While it is true that we come to Christ just as we are, he is not interested in business as usual. Sadly, in an effort to appease the culture, some churches today think that the welcome of Jesus means “come as you are and stay as you are.” To win approval ratings with the public or increase attendance, they hang out signs using accommodating phrases like “Tolerant,” “Progressive,” “Open-Minded,” “Non-Judgmental” or “Accepting.” Sounds nice, but it’s not helpful. A doctor who tells you “you are just fine” when you are actually dying isn’t doing you any favors.
Jesus says to all of us, “come as you are, but don’t stay as you are.” Jesus came to change us. He came to transform us from self-centered, rebellious, desire-driven people to God-centered, obedient, Spirit-led people. He came to make us like Himself.
Paul writes in 2 Corinthians 5:17, “Therefore, if anyone is in Christ, he is a new creation. The old has passed away; the new has come.” Romans 12:2 adds, “Do not conform to the pattern of this world, but be transformed by the renewing of your mind.” Galatians 6:14 says that “Because of the cross [of Christ], my interest in this world [and its desires] has been crucified, and the world’s interest in me has also died.”
Christians are far from perfect. We all have deep dark secrets, hang ups, bad habits, serious struggles and temptations. That’s why the church is more like a hospital for the sick than a club for the holy. Sick people come to Christ to get well, not to stay the same.

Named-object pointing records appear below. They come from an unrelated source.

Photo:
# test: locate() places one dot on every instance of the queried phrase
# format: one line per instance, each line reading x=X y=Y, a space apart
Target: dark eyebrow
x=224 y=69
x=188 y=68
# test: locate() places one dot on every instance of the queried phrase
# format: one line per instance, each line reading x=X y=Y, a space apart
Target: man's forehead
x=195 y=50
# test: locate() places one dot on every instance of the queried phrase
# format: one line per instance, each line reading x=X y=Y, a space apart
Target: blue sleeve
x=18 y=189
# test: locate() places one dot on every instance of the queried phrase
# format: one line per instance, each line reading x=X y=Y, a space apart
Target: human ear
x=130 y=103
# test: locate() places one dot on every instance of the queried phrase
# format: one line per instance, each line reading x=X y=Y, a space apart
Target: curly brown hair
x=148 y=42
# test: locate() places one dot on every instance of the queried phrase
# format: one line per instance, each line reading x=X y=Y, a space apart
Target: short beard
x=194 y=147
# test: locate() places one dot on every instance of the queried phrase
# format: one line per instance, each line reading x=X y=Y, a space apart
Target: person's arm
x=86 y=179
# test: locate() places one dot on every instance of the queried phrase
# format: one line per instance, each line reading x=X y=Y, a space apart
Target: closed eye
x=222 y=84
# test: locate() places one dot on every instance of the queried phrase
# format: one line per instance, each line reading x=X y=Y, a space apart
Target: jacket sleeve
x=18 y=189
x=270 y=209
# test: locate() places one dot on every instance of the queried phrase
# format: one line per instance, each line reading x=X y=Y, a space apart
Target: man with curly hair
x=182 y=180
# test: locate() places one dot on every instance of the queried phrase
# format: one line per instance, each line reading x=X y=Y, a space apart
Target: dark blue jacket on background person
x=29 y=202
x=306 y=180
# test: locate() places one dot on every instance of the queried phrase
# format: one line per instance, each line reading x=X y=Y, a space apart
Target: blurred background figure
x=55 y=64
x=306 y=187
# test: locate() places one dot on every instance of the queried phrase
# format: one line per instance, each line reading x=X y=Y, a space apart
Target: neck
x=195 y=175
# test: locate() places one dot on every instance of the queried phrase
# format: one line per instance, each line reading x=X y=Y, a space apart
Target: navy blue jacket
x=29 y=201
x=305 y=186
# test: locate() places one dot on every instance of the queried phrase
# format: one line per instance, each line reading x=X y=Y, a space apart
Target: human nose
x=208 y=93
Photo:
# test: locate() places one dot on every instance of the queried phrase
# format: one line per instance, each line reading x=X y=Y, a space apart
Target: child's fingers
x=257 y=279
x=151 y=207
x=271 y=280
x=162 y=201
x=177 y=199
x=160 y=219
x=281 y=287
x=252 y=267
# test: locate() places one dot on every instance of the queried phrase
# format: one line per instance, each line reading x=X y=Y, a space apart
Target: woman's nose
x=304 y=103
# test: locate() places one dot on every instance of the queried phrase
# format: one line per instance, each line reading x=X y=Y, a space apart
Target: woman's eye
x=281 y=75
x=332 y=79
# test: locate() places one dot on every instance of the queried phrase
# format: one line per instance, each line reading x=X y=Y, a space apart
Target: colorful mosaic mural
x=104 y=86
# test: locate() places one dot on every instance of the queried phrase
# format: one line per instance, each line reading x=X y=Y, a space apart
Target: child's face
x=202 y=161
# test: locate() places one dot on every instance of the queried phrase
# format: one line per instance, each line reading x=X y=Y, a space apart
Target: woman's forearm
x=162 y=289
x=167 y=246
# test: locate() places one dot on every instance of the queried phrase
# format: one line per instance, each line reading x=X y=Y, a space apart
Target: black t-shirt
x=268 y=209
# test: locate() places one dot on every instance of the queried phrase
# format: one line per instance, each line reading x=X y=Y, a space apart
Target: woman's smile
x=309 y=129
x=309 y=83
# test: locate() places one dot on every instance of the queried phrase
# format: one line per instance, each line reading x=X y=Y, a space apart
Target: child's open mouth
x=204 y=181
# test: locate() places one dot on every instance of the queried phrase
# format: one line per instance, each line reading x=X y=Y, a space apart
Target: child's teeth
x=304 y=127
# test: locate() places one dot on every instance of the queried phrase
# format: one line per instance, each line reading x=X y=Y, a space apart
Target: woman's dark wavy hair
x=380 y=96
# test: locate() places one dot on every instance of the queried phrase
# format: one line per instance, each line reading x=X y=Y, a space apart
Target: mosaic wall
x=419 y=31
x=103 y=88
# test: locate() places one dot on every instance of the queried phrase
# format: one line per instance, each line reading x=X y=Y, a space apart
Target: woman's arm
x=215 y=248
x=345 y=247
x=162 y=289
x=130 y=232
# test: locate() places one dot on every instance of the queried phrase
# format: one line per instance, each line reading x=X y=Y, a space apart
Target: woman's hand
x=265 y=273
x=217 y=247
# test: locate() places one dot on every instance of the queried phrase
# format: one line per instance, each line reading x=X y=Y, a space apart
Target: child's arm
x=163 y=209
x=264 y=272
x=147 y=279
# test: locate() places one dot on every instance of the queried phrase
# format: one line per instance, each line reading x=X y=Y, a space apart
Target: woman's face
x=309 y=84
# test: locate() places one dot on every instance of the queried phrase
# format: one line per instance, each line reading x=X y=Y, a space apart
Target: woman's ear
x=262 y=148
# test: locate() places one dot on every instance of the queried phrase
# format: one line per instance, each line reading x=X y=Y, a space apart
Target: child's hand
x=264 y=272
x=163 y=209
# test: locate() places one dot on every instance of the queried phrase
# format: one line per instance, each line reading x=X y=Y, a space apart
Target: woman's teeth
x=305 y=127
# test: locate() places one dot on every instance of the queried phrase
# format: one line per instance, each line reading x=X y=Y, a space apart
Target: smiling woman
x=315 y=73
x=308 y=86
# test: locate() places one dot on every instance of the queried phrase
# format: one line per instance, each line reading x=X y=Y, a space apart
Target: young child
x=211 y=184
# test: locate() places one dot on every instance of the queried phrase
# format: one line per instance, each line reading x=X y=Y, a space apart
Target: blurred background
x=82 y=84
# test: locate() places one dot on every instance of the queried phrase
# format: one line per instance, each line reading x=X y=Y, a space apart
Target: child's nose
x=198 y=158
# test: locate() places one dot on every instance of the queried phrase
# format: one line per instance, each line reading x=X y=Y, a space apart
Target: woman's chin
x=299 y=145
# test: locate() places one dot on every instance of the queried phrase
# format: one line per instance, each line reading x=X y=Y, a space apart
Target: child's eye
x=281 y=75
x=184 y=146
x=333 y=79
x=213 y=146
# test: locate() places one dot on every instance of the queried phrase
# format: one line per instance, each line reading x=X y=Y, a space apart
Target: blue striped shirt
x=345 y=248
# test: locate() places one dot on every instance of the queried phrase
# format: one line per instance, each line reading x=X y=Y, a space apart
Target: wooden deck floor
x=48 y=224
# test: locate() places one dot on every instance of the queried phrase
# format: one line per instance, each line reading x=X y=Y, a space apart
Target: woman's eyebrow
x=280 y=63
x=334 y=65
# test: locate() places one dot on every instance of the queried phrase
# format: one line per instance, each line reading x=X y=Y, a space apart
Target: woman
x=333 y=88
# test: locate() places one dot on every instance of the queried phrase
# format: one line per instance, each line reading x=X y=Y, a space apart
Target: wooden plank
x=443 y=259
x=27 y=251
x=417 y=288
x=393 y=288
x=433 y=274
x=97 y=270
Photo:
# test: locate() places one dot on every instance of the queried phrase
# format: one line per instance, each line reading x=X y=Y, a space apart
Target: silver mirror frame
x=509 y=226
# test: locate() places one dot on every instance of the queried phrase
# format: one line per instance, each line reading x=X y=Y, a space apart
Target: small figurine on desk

So how does the church improve its image problem? The same way it did 2,000 years ago. It must genuinely love all people like Jesus loves them. Since the term “Christian” actually means “little Christs,” our attitudes and actions are to be Christ-like. If Jesus says, “come as you are, but don’t stay as you are,” then this should be the message of his followers, always delivered in humility, grace and mercy, not with self-righteousness, judgment and condemnation.
Only then will we welcome, woo and win the culture. “And they’ll know we are Christians by our love, by our love, yes they’ll know we are Christians by our love.”